Another try to annex Canada

I learned the American version about the War of 1812, which basically revolved around the British impressing our sailors at sea, Britain’s interfering with our trade with France whom they were still fighting, and Britain’s help of the natiive Americans, which interfered with Americans moving westward. We declared war on them. We are told that if there had been telegraph or telephone it probably wouldn’t have even happened. We had a series of bloody battles here and there and they burned down the White House and and so forth, and eventually we all got tired of the bloodshed and settled and everyone went back to their original boundaries. By then the Brits weren’t fighting France anymore so the whole trade thing was a moot point.

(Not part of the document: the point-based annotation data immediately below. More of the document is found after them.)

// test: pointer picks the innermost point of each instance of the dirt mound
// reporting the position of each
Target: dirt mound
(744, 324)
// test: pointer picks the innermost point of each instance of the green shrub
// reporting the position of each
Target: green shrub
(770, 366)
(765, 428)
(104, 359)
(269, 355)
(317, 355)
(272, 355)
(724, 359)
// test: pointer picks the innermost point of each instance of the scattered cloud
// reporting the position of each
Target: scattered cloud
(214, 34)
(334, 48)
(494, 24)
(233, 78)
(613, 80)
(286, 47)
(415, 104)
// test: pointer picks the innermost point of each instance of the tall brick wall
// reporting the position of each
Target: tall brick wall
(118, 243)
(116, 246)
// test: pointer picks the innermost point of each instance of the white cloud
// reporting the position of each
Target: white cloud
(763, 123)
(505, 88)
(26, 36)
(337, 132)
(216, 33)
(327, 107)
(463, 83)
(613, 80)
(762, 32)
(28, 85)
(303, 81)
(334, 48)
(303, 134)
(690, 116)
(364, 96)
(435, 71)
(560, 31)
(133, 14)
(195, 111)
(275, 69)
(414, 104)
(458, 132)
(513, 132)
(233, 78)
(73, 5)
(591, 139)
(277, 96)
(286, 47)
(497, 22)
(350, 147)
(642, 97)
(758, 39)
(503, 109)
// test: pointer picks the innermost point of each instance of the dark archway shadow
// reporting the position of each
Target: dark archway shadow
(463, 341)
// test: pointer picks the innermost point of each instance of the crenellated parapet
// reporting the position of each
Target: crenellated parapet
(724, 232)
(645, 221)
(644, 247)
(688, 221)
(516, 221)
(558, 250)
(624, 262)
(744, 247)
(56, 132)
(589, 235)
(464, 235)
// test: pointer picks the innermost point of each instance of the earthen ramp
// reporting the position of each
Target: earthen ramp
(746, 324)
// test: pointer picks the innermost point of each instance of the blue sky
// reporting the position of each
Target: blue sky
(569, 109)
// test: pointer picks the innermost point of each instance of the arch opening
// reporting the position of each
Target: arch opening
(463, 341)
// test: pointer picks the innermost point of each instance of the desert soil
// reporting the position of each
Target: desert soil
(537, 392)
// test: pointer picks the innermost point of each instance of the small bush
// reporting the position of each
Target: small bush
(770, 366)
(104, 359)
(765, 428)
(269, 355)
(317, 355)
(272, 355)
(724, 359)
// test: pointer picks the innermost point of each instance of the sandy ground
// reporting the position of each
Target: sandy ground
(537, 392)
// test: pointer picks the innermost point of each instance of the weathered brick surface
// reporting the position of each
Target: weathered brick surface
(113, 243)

Well, it sounds different when you visit Ft. George in Ontario and get the Canadian side of the story. There we discovered the truth (yes, the truth) that Jefferson thought it would be very easy to go into the British colony called Canada and just take over a bunch of it. In fact, there were a lot of people in Congress who really thought that the Canadians would be glad to be a part of the much superior USA instead of staying loyal to the crown. So the idea was to fight the Brits by invading across the Detroit and Niagara Rivers and they didn’t expect to meet with a lot of resistance.

Well, that was pretty ignorant thinking. The residents of Ontario fought like anyone would who was being invaded. Remember from my last post, this area was settled by people who wanted no part of the American Revolution back in the 1770’s, and in the early 1800’s and they still wanted no part of it, thank you. And how dare these Americans think that they could just come over and conquer! They repelled the advances, and after a couple of years of it, caused the Americans to stop trying. The boundaries were the same after all was done and people were killed.

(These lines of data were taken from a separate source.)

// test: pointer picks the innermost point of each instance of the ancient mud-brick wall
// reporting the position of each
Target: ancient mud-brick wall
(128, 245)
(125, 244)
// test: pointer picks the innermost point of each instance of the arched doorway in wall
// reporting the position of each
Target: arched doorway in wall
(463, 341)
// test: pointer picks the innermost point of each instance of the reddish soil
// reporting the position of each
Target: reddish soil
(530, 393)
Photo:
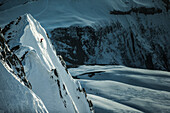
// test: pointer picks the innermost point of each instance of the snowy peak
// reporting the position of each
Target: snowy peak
(15, 97)
(47, 72)
(12, 61)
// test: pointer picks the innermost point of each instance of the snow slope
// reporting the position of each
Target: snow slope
(105, 32)
(15, 89)
(47, 73)
(15, 96)
(123, 89)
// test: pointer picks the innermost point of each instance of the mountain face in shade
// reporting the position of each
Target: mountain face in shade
(129, 32)
(15, 89)
(137, 36)
(46, 71)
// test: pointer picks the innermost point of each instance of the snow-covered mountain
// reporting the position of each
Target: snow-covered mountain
(14, 95)
(129, 32)
(136, 35)
(120, 89)
(46, 71)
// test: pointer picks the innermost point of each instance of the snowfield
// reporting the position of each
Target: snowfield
(120, 33)
(121, 89)
(15, 97)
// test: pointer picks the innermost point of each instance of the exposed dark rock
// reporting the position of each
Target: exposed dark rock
(13, 61)
(141, 10)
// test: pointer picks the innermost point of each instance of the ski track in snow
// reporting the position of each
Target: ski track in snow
(122, 89)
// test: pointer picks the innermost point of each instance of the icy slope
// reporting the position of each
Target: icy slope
(14, 95)
(47, 73)
(121, 89)
(128, 32)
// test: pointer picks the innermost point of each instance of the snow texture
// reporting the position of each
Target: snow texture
(15, 96)
(44, 69)
(122, 89)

 Here was a further infraction that made Canadians hate the USA for what they did. Here they were, minding their own business and boom – there went cannonballs from the east side of the Niagara to the west. To this day, there is a 182 foot tall statue of British General Isaac Brock on the west side of the Niagara facing the USA, as if to say, “Don’t even try it!” http://www.warof1812.ca/brock.htm.

“Madison and his advisors believed that conquest of Canada would be easy and that economic coercion would force the British to come to terms by cutting off the food supply for their West Indies colonies. Furthermore, possession of Canada would be a valuable bargaining chip. Frontiersmen demanded the seizure of Canada not because they wanted the land (they had plenty), but because the British were thought to be arming the Indians and thereby blocking settlement of the west.  Horsman concludes, “The idea of conquering Canada had been present since at least 1807 as a means of forcing England to change her policy at sea. The conquest of Canada was primarily a means of waging war, not a reason for starting it.” Hickey flatly states, “The desire to annex Canada did not bring on the war.” Brown (1964) concludes, “The purpose of the Canadian expedition was to serve negotiation not to annex Canada  Burt, a leading Canadian scholar, agrees completely, noting that Foster, the British minister to Washington, also rejected the argument that annexation of Canada was a war goalhttp://en.wikipedia.org/wiki/Origins_of_the_War_of_1812.

In any case, it should be easy to see why negative feelings towards the USA were a part of the Canadian fabric from the beginning, and for some people, still are.